[phalf]

A while back I interviewed with a networking company in the bay area and one of the things the interviewer asked me do was to devise an algorithm to walk the fully connected graph without visiting any edge twice if possible. Was a nice problem to discuss, he moved me along nicely in my thought process and we eventually reached a recursive solution. So the length of this walk is basically this formula.

He told me they are using such an algorithm in some of their products and he picks the brain of potential hires to see if they find a more elegant way of doing so. Left a great impression, he really cared about thought processes and communicating! (I didn't end up taking the job for reasons unrelated to the company or the offer.)

[dcanelhas]

Sounds like a traveling salesman problem... Perhaps if you look at a dual graph where the edges are collapsed into nodes and the nodes are stretched out to become edges? Then the problem statement of "visiting each city only once" might become equivalent.

[a_e_k]

I assume that's only possible in the general case for an odd number of vertices?

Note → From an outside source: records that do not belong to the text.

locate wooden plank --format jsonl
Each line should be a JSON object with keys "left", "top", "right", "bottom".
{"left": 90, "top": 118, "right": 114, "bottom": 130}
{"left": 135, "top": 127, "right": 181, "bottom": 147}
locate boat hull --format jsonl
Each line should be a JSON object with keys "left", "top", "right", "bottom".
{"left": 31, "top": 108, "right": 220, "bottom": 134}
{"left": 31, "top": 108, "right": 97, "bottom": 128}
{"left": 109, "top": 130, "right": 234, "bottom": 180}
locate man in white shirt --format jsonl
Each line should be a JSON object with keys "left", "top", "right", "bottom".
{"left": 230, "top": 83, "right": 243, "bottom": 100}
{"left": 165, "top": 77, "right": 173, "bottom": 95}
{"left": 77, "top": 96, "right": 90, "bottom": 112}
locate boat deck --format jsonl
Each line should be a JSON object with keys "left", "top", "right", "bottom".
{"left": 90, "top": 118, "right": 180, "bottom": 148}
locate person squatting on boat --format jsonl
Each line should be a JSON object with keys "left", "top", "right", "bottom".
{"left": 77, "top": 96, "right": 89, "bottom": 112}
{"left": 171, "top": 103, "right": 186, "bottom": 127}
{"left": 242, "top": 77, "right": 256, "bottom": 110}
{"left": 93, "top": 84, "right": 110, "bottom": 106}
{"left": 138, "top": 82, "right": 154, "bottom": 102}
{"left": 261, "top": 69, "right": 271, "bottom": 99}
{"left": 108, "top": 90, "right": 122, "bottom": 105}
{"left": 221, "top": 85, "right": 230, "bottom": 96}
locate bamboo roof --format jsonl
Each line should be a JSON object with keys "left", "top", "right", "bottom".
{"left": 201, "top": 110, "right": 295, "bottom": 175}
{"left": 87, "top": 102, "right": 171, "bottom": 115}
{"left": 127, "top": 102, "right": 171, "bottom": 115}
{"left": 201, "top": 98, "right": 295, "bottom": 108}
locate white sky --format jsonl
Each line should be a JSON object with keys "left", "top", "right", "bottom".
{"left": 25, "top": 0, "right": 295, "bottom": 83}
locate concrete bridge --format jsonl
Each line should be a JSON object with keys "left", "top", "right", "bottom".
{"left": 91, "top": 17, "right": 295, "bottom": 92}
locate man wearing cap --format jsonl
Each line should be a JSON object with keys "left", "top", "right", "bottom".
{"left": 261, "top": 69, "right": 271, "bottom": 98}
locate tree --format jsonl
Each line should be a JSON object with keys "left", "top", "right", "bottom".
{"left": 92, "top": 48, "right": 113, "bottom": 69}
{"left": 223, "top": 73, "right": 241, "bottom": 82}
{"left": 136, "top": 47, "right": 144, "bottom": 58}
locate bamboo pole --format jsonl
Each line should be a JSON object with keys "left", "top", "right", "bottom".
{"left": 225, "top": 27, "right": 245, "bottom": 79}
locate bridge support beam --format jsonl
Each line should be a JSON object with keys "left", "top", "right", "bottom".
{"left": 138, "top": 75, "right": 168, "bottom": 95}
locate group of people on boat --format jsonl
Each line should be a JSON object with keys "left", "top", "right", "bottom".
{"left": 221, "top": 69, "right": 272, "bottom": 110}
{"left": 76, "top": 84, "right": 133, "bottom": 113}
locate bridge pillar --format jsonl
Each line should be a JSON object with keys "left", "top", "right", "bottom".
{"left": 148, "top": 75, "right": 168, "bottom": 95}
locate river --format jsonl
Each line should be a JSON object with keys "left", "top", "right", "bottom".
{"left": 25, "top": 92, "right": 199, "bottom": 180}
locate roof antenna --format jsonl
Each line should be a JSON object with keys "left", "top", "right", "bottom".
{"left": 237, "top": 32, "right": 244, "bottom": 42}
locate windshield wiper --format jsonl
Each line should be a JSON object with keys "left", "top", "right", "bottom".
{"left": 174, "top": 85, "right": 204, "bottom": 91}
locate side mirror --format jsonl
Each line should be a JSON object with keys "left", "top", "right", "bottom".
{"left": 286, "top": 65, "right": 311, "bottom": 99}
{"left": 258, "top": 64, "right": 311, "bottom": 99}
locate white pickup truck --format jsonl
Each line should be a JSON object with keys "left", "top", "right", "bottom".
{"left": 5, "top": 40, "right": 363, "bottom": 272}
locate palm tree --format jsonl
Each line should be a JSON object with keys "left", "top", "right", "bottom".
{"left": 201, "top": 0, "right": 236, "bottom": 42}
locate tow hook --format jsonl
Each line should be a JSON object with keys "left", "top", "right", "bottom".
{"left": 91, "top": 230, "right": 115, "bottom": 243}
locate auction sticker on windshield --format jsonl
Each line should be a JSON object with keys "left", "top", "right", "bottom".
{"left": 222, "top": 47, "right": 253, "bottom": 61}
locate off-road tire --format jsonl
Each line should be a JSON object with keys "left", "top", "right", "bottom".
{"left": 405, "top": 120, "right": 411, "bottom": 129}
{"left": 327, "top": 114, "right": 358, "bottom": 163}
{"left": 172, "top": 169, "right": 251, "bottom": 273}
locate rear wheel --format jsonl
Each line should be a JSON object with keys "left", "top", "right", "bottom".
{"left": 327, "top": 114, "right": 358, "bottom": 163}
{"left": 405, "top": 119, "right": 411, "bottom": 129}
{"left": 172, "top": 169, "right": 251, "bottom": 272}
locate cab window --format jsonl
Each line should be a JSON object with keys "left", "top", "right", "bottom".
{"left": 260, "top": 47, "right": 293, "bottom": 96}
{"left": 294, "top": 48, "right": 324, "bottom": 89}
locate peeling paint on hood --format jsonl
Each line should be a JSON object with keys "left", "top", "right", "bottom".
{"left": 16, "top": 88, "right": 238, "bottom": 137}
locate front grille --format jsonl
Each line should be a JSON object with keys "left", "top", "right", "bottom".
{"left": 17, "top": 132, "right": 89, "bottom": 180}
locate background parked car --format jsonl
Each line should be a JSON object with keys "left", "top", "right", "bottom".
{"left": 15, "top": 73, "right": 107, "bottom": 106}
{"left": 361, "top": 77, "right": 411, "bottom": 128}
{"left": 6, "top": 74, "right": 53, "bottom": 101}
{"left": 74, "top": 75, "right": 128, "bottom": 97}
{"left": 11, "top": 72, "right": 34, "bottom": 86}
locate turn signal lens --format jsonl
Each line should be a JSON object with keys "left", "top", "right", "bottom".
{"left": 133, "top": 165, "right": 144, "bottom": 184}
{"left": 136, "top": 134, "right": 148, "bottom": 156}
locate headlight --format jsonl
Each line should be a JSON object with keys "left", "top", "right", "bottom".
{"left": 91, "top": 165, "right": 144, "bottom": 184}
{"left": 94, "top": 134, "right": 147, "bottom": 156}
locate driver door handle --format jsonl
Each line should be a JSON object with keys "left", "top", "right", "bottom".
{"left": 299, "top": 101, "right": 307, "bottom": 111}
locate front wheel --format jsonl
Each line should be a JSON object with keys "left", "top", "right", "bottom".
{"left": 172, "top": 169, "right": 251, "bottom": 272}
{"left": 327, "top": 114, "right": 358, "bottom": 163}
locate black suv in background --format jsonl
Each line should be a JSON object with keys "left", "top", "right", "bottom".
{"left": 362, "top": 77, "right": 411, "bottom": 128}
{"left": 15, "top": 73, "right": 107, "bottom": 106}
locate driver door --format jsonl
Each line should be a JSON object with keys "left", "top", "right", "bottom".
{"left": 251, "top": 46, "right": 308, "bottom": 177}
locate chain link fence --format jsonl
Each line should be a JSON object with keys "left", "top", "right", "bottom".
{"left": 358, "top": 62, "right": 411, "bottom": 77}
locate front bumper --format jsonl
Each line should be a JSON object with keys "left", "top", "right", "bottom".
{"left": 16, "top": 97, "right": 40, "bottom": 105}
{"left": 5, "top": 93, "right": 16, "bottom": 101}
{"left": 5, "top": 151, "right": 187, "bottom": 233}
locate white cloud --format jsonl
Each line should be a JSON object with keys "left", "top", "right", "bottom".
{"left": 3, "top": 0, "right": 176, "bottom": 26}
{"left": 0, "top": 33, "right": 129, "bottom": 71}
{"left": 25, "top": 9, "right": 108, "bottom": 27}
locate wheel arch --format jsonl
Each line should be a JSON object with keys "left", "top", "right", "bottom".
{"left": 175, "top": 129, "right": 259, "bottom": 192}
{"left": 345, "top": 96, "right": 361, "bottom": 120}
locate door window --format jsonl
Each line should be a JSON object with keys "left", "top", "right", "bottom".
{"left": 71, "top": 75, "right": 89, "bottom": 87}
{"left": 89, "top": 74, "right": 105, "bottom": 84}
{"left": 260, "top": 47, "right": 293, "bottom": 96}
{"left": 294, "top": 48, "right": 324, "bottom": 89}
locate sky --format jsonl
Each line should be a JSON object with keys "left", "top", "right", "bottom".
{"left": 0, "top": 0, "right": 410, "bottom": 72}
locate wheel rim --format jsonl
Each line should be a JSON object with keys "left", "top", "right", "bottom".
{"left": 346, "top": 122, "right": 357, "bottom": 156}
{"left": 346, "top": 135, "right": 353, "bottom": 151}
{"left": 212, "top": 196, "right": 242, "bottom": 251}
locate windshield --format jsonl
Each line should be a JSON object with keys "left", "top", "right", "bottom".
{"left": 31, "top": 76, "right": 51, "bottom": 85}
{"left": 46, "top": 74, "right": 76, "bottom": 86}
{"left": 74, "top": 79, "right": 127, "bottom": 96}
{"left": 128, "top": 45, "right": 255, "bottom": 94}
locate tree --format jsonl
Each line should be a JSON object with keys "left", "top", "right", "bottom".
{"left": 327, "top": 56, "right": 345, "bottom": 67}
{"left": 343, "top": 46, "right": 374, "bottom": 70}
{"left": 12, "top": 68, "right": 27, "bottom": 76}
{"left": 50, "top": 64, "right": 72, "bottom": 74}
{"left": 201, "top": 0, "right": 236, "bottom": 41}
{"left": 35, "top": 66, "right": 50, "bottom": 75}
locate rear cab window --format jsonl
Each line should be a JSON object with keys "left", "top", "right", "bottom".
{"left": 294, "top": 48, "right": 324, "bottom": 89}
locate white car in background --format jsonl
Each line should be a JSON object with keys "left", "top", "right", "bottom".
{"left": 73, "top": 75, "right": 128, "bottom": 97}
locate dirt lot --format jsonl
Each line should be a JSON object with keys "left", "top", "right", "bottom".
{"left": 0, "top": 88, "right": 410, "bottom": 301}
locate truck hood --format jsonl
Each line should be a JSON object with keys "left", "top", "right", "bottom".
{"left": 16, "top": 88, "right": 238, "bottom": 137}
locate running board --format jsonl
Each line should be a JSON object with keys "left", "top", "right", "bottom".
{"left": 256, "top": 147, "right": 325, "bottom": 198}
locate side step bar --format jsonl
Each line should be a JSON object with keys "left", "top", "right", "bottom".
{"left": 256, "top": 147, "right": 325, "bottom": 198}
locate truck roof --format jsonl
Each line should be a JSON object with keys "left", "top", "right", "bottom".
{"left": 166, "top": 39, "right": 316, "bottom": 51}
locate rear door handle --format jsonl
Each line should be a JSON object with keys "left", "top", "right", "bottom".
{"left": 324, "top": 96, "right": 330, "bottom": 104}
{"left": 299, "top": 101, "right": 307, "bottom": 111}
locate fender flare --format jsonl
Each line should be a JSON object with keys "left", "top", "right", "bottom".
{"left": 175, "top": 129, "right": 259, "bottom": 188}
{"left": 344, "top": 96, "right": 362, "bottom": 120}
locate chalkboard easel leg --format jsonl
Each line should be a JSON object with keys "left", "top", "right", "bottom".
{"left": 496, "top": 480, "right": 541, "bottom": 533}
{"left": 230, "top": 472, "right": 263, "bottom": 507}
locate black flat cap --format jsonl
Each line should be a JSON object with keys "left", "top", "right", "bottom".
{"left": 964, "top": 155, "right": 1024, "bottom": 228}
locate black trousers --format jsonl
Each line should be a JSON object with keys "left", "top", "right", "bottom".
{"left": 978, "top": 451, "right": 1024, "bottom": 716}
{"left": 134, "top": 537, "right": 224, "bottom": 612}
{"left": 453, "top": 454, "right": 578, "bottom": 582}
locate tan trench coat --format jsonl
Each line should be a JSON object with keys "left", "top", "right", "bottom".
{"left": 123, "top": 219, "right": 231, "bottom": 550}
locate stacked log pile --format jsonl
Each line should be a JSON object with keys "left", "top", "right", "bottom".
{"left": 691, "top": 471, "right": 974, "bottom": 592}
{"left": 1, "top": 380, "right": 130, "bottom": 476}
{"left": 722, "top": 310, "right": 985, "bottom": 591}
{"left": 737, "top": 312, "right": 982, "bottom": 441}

A fully connected graph with an even number of vertices will have odd degrees for all of them, and so can't have an Eulerian path.

[phalf]

I could be mixing things up here, it's been too long ago. I think this was about a directed graph, so the number of edges is actually N^2 and your walk roughly of that length.

[hgsgm]

/r/2IsNotEven

[bibanez]

To walk a fully connected graph with a prime number of vertices you can walk first to x+1, then x+2 then x+3 etc. edges by looping around. This a fun special case to prove (basically if you loop by x+i where i coprime to n, it loops after visiting all the vertices, and if n is prime every i is coprime to it)

[sorokod]

Isn't the length of the walk the number of edges?

[vince3455]

Whenever you visit a node you need one edge to walk in and one to walk out, except for the first and last node. So all K_n with even n , you can walk all the edges. For odd n, you lose one edge per node, except for 2 of them

[JadeNB]

I think the parent was agreeing with you, but saying that the number of edges on the fully connected (usually called complete) graph on n vertices is 1 + 2 + 3 + … + n = n(n + 1)/2.